Role of NO mechanism in cardiovascular effects of diaspirin cross-linked hemoglobin in anesthetized rats.

The role of nitric oxide (NO) in the cardiovascular actions of diaspirin cross-linked hemoglobin (DCLHb) was studied in anesthetized rats. The regional circulatory and systemic hemodynamic effects of DCLHb (400 mg/kg iv) were studied using a radioactive microsphere technique in control (untreated) and L-arginine (a NO precursor) pretreated rats. DCLHb produced a significant increase in blood pressure (75%), cardiac output (42%), stroke volume (36%), and total peripheral resistance (45%), without affecting heart rate, when administered to control rats. L-Arginine pretreatment significantly attenuated DCLHb-induced systemic hemodynamic effects.
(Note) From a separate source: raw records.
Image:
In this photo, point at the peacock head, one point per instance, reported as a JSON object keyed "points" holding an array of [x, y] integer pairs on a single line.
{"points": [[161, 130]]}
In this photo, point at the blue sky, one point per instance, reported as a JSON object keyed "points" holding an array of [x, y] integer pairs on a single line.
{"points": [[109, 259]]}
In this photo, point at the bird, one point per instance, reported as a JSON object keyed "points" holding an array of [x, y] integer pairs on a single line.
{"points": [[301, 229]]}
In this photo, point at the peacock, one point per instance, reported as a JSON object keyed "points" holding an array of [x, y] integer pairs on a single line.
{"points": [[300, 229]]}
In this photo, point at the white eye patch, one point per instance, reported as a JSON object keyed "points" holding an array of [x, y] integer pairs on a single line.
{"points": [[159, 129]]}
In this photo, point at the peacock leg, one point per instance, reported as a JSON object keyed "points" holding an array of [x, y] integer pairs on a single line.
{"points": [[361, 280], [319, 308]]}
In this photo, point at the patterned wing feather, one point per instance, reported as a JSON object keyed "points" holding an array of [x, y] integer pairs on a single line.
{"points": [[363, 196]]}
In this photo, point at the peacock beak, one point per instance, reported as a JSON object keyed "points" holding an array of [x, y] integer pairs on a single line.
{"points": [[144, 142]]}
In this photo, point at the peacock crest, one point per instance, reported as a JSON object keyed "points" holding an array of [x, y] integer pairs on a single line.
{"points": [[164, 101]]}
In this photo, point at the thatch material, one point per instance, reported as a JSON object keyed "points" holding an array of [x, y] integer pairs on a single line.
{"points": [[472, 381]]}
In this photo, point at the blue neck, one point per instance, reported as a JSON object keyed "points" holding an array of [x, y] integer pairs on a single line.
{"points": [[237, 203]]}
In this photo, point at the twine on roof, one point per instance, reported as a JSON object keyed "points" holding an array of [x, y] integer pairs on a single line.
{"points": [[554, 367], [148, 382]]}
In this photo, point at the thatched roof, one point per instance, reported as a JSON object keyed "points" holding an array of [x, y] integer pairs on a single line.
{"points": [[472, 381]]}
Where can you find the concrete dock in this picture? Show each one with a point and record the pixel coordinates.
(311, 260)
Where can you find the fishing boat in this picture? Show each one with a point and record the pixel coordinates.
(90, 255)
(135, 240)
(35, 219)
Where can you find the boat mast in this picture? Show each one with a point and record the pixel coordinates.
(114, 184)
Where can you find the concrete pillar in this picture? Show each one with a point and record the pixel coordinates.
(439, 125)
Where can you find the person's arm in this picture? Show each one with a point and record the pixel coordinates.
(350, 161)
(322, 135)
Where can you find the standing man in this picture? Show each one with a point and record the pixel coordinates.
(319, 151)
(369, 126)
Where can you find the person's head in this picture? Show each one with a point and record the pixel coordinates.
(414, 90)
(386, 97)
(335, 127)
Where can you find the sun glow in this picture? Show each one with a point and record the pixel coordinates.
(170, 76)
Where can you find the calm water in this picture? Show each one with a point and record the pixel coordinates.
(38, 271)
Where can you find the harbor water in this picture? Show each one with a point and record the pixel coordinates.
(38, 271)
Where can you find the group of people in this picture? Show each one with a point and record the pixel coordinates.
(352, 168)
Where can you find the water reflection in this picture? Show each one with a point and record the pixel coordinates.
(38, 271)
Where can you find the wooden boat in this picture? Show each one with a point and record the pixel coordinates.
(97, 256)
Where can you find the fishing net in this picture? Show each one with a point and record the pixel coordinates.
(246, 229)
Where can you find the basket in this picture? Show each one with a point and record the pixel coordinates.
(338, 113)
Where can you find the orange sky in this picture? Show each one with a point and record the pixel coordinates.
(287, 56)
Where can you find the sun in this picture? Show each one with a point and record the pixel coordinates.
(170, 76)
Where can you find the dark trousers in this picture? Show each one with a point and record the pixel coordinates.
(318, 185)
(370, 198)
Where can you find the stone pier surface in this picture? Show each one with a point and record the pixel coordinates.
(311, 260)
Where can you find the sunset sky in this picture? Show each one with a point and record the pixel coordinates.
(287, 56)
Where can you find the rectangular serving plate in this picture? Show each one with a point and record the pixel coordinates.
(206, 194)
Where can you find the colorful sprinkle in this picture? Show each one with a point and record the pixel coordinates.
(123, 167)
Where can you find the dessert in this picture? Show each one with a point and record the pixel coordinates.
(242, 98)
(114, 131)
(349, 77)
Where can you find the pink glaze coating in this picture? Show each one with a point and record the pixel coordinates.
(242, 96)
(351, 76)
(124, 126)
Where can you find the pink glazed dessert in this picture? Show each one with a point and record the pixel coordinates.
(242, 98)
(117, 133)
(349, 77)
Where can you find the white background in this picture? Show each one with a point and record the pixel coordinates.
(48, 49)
DCLHb-induced increase in blood flow to the skin and spleen was completely blocked, and that to the heart was partially blocked, by L-arginine pretreatment, suggesting that cardiovascular actions induced by DCLHb could be antagonized by the NO precursor L-arginine. The NO synthase (NOS) inhibitor NG-nitro-L-arginine methyl ester (L-NAME) produced significant increases in regional vascular resistance, leading to a decrease in blood flow to all the organs except the heart, where an increase in blood flow and a decrease in vascular resistance was observed. DCLHb, when administered in L-NAME-pretreated rats, accentuated the decrease in blood flow to the gastrointestinal system, spleen, mesentery and pancreas, skin, and musculoskeletal system. These studies provide evidence that the NO precursor L-arginine can attenuate the effects of DCLHb and that DCLHb can potentiate the effect of the NOS inhibitor L-NAME. The role of NO in the mechanism of action of DCLHb was further studied by estimating plasma guanosine 3',5'-cyclic monophosphate (cGMP) in control, DCLHb-treated, L-NAME-treated, and L-NAME followed by DCLHb-treated rats. DCLHb and L-NAME significantly decreased the concentration of circulating cGMP in blood plasma. L-NAME pretreatment potentiated DCLHb-induced decrease in cGMP levels. Because the formation of cGMP is stimulated by NO, these studies provide additional evidence for the involvement of NO in the mechanism of action of DCLHb. It is concluded that NO plays an important role in the cardiovascular effects of DCLHb.